KILMARNOCK'S plight has given Motherwell fresh hope.

The Rugby Park side are being pulled down the table towards the play-off place like a sliver of metal edging ever closer to a magnet. Kilmarnock's loss at Fir Park on Friday night was their seventh in succession and there seems almost an inevitability about their fate just as there was with Hibernian last year.

Their lead over 11th-placed Motherwell is now just three points and chances are Gary Locke's side will need to pick up something from their two remaining matches to ensure they don't become the Premiership's representative in the play-off final.

It is an increasingly desperate situation but all hope is not lost. Kilmarnock can still shape their own destiny, starting with Saturday's trip to Partick Thistle. Jamie Hamill, one of the more experienced figures in the squad, was honest enough to admit a vast improvement is required but also felt it was not beyond Kilmarnock to belatedly summon the strength of character to make it happen.

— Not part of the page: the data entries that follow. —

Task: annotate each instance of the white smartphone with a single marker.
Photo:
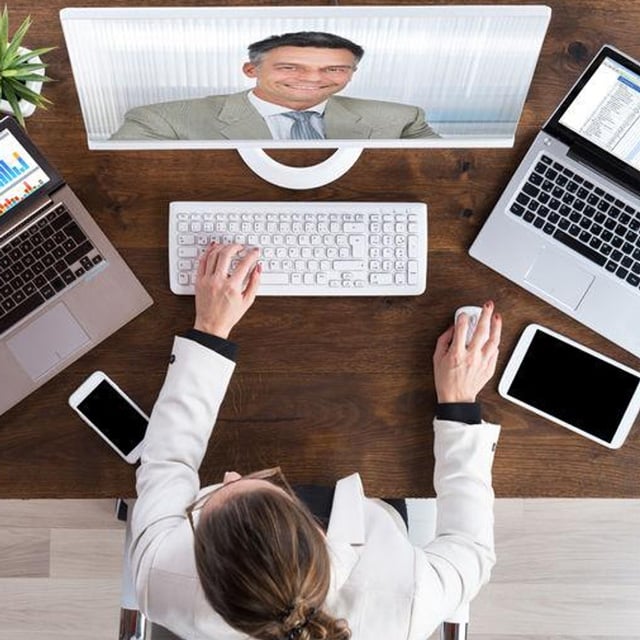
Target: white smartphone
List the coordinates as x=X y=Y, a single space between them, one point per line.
x=101 y=403
x=572 y=385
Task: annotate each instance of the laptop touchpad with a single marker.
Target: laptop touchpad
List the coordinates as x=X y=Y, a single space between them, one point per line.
x=559 y=277
x=47 y=341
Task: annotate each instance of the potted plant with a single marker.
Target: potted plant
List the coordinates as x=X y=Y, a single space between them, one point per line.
x=21 y=72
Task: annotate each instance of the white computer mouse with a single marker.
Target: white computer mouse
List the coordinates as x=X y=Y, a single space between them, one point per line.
x=473 y=314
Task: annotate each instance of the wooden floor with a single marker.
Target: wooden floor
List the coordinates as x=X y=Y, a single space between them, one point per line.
x=567 y=570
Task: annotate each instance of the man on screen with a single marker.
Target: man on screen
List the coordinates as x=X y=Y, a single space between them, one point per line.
x=297 y=76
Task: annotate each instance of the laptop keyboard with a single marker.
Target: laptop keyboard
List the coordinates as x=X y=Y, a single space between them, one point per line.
x=582 y=216
x=40 y=262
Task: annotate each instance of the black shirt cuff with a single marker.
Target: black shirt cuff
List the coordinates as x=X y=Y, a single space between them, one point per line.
x=219 y=345
x=467 y=412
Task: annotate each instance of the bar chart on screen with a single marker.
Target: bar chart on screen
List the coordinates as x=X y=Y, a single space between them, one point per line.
x=19 y=173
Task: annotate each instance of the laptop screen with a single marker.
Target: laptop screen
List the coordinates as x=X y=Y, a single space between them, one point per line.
x=20 y=174
x=607 y=111
x=600 y=117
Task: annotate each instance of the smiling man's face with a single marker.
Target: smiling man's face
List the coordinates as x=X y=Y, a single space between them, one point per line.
x=301 y=77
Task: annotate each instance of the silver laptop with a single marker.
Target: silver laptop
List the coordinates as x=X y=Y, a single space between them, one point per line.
x=567 y=226
x=63 y=286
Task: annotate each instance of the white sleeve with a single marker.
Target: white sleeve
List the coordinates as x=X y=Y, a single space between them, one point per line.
x=176 y=441
x=451 y=569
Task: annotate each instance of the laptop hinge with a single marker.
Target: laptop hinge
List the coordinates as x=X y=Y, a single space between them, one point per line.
x=590 y=160
x=26 y=218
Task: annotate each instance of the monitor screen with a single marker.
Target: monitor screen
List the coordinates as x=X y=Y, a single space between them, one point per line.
x=334 y=77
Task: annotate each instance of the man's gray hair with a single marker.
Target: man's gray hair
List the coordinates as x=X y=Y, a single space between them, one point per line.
x=316 y=39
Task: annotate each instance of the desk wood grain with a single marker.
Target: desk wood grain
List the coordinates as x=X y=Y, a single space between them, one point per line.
x=323 y=387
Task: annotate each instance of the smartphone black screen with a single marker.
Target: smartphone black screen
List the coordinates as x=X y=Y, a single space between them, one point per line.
x=114 y=417
x=574 y=386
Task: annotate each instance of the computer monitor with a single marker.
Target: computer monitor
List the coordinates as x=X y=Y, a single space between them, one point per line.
x=181 y=78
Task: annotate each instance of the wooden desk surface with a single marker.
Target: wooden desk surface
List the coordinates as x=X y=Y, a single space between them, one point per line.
x=323 y=387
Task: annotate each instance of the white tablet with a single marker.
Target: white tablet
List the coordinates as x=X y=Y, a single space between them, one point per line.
x=572 y=385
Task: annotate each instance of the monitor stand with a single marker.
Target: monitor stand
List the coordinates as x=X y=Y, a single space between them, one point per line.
x=316 y=175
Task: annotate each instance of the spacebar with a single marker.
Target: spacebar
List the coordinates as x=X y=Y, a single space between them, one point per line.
x=19 y=312
x=274 y=278
x=582 y=249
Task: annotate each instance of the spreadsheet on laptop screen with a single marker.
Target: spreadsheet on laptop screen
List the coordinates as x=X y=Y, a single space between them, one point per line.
x=607 y=112
x=20 y=174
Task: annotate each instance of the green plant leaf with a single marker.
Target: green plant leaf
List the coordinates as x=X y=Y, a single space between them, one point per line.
x=29 y=95
x=16 y=41
x=20 y=71
x=4 y=31
x=29 y=77
x=12 y=99
x=25 y=57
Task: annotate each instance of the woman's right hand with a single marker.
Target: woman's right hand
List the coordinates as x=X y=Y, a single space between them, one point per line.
x=222 y=298
x=460 y=371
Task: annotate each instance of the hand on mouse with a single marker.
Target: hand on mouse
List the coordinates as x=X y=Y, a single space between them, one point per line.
x=223 y=298
x=460 y=371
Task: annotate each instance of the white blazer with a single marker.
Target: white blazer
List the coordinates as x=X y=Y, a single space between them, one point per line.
x=384 y=586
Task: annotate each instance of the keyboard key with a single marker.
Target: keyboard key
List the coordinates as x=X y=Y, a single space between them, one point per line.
x=577 y=246
x=20 y=311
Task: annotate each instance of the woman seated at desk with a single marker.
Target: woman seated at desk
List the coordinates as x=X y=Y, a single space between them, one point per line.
x=248 y=559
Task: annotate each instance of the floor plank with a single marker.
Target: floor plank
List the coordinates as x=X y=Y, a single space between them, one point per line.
x=567 y=570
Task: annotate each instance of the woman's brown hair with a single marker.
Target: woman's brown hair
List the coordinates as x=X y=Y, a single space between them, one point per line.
x=264 y=567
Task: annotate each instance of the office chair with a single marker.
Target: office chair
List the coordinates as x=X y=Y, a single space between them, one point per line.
x=135 y=626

"We have put ourselves in this position and we need to get ourselves out of it," said the midfielder. "The blame lies with the players in the dressing room. We need to get out of this situation. But at least we are still three points ahead of Motherwell.

"The manager has said he believes there is enough courage and bottle in the dressing room and we need to prove him right. At the end of the day, it is up to us. The gaffer can do the tactics and everything else but we have a good group of players and hopefully we have enough to get the next two results.

"In the past six or seven weeks the results haven't been good enough. We've just been needing that one victory and we've been saying that for weeks. We've just not been able to get it.

"A club like Kilmarnock should not be involved in this situation - we should be at the other end of the table. We didn't really see this coming but if you don't win games then you end up at the bottom of the league."

Their struggles have given fresh heart to a Motherwell side who had become almost resigned to the play-offs. Now there is an opportunity again. They will likely need to take at least four points from their last two matches to survive but striker Scott McDonald is not ruling anything out.

"We are a little bit closer, not that we can see light at the end of the tunnel right now, but hopefully if we keep doing what we are doing it will take us where we want to be in two games' time," said the Australian. "Everyone is pulling in the right direction. We've been good at home since I came back to the club, it's the away form we need to look at.